EX-10.12 7 dex1012.htm SECOND AMENDMENT TO THE CORPORATION AND AFFILIATES DEFERRED COMP. PLAN Second Amendment to the Corporation and Affiliates Deferred Comp. Plan

Exhibit 10.12

SECOND AMENDMENT TO

THE PNC FINANCIAL SERVICES GROUP, INC.

AND AFFILIATES DEFERRED COMPENSATION PLAN

(as amended and restated July 1, 2004)

WHEREAS, The PNC Financial Services Group, Inc. (“PNC”) sponsors The PNC Financial Services Group, Inc. and Affiliates Deferred Compensation Plan (the “Plan”);

WHEREAS, Section 10 of the Plan authorizes PNC to amend the Plan; and

WHEREAS, PNC wishes to amend the Plan to (i) provide for the merger of the Mercantile Bankshares Corporation Deferred Compensation Plan (the “Mercantile Plan”) into the Plan such that each participant in the Mercantile Plan will have an account balance in the Plan, which will be equal to or greater than the account balance the participant had under the Mercantile Plan immediately before the merger (“Mercantile Account”), (ii) provide that each participant in the Mercantile Plan will have an irrevocable incentive payment and/or salary deferral election under the Plan for the remainder of 2007, (iii) provide that each Mercantile Account will be distributed in accordance with participant elections as previously designated under the Mercantile Plan, (iv) permit participants in the Corporate Executive Group to elect to defer certain performance-based compensation until six months before the end of the relevant performance period, and (v) make certain other clarifying changes.

NOW, THEREFORE, IT IS RESOLVED, that the Plan is hereby amended as follows:

1. Effective September 15, 2007, Section 1.32 of the Plan is hereby amended to add the following paragraph to the end thereof:

“Effective September 15, 2007, for those account balances merged into the Plan from the Mercantile Bankshares Corporation Deferred Compensation Plan (the “Mercantile Plan”), as provided in Section 13.7, “Retirement” is to be defined as such term was defined in the Mercantile Plan.”

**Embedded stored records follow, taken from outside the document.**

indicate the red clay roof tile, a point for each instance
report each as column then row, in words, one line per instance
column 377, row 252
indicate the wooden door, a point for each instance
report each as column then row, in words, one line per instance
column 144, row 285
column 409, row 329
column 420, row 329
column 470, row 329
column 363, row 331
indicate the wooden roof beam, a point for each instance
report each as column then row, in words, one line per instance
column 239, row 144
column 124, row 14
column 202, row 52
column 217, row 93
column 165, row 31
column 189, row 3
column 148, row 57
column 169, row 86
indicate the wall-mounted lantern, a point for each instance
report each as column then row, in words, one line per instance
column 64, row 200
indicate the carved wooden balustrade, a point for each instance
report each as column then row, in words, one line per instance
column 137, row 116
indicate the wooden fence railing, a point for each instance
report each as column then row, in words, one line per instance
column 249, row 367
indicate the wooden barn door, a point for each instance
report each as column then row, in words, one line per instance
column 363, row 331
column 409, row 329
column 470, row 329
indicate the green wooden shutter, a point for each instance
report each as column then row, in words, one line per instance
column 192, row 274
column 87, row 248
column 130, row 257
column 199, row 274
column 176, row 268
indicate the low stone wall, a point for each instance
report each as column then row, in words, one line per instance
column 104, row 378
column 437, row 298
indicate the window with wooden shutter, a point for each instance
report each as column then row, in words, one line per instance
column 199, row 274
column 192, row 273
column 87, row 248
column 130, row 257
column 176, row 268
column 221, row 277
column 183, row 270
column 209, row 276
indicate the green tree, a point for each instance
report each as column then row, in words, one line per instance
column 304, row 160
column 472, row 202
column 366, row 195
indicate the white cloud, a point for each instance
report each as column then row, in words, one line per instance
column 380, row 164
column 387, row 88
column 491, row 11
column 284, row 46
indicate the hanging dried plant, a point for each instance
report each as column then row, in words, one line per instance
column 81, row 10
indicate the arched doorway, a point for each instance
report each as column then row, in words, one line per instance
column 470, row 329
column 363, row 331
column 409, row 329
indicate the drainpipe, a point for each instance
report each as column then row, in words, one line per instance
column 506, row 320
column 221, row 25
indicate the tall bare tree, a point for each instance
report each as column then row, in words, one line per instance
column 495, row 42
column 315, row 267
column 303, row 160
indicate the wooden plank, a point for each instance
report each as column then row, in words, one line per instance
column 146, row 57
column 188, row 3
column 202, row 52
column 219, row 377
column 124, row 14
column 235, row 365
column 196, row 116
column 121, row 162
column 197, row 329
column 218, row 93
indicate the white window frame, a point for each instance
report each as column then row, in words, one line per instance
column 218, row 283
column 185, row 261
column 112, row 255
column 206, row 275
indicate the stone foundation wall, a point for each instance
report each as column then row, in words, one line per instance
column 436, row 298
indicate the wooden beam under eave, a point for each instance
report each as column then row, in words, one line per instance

2. Effective September 15, 2007, Section 3.1 of the Plan is hereby amended to add the following paragraph to the end thereof:

“Effective September 15, 2007 and notwithstanding anything to the contrary in the Plan, former participants in the Mercantile Plan who elected to defer their incentive payments and/or annual salary under the Mercantile Plan for 2007 will continue to make such deferrals under the Plan in the same manner and in the same amount as they had been made under the Mercantile Plan for the remainder of 2007.”


3. Effective January 1, 2007, Section 3.2 of the Plan is hereby amended to add the following paragraph to the end thereof:

“Effective January 1, 2007 and notwithstanding anything to the contrary in the Plan, a Participant who is in the Corporate Executive Group is permitted to file a Deferral Election Form with the Plan Manager for any Cash Incentive Award that is performance-based compensation, as defined under Internal Revenue Code Section 409A and the regulations thereunder, at any date that is at least six months before the end of the relevant performance period related to such performance-based compensation.”

4. Effective September 15, 2007, Section 4.2 of the Plan is hereby amended to add the following paragraph to the end thereof:

“Effective September 15, 2007 and notwithstanding anything to the contrary in the Plan, any account balances merged into the Plan from the Mercantile Plan, as provided in Section 13.7, will be distributed in accordance with the distribution provisions of the Mercantile Plan and the distribution elections previously elected under the Mercantile Plan. Further, former participants in the Mercantile Plan may change their previous distribution election under the Mercantile Plan; provided, that such former participants submit a new Deferral Election Form at least one year prior to their separation from service and the new distribution date is at least five years from the distribution date then in effect.”

5. Effective September 15, 2007, Section 6 of the Plan is hereby amended to add the following sentence to the end thereof:

“For the sake of clarity, Beneficiary or Beneficiaries designations under any plan that is merged into the Plan (the “Prior Plan”) will be honored until a Participant designates a new Beneficiary or Beneficiaries under the Plan or until the Participant revokes his prior Beneficiary or Beneficiaries designations under the Prior Plan.”

6. Effective September 15, 2007, Section 13 of the Plan is hereby amended to add a new Section 13.7 to the end thereof:

“13.7 Merger of Mercantile Bankshares Corporation Deferred Compensation Plan

Effective September 15, 2007 or as soon as administratively practicable thereafter, the Mercantile Plan will be merged into the Plan. Under the Plan, each individual who has an account balance merged into the Plan


from the Mercantile Plan will have an Account equal to or greater than the account balance such individual had under the Mercantile Plan immediately before the merger.”

Executed and adopted by the Chief Human Resources Officer of The PNC Financial Services Group, Inc. this 13th day of September, 2007 pursuant to the authority delegated by the Corporation’s Personnel and Compensation Committee.